Rodrigo Duterte, the newly elected 16th President of the Philippines, is a controversial figure who has attracted worldwide attention to the Philippines for his outrageous statements. From making jokes about rape victims and inciting a drug war within his country to cursing Obama, Duterte has displayed his penchant for saying whatever he wants without considering repercussions from the international community. This is dangerous, especially in a volatile region such as the South China Sea. With the current territorial disputes in the region, having an unpredictable leader such as Duterte at the helm adds a destabilizing element of uncertainty to the situation. His recent statements regarding “breaking up with the USA”  confirms his unpredictability, as Duterte states that America criticizes his drug war too often and that he will make appeals to China and Russia for assistance instead. As East Asia is already becoming increasingly polarized between China and ASEAN states due to the territorial disputes, his statements weaken the cohesiveness of ASEAN in its decision making. No one can be 100% sure with whom he will side. Such a situation is reminiscent of pre-World War I Europe, during which different European states had multiple conflicting alliances.
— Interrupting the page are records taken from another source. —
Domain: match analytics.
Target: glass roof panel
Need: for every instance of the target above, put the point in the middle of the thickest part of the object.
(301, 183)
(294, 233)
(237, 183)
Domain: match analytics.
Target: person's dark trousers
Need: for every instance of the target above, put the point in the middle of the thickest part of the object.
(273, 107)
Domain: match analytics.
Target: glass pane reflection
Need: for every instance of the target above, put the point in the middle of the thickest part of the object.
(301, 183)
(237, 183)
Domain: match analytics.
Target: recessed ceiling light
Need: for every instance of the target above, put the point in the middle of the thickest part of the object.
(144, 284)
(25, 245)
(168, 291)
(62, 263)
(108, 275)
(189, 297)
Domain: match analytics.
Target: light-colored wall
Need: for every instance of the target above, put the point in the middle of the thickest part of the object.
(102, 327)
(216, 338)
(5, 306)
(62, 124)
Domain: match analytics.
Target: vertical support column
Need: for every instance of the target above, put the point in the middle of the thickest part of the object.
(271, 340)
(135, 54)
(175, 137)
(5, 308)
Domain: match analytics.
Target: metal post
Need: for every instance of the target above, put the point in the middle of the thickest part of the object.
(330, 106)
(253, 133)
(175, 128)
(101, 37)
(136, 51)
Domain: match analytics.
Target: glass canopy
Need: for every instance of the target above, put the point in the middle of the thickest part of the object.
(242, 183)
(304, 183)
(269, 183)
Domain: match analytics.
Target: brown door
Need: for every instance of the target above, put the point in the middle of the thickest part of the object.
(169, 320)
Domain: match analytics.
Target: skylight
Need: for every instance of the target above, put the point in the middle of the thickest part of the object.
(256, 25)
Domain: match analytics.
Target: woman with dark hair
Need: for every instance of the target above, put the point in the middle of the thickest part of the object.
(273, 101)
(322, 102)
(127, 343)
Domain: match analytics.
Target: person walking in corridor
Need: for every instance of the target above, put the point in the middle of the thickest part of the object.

Among the established aims and purposes of ASEAN is to “promote regional peace and stability through abiding respect for justice and the rule of law in the relationship among countries of the region and adherence to the principles of the United Nations Charter”, and among the principles in the Preamble of the United Nations Charter are “to reaffirm faith in fundamental human rights, in the dignity and worth of the human person, in the equal rights of men and women and of nations large and small.” The United Nations has additionally created a Universal Declaration of Human Rights, although this is not truly global. What constitutes human rights differs around the globe: the West tends to value the individual more, thus leading rights towards this concept, while Asia and Africa tend to value societal stability, and lead the concept of human rights towards what is deemed best for the group. This issue has caused tensions between nations in the past (i.e. China and USA), and this seems to be what is at play in the Philippines right now. What we could be seeing now is a change of societal values in the Philippines from what is human rights as influenced by the West to what is considered human rights within its own country.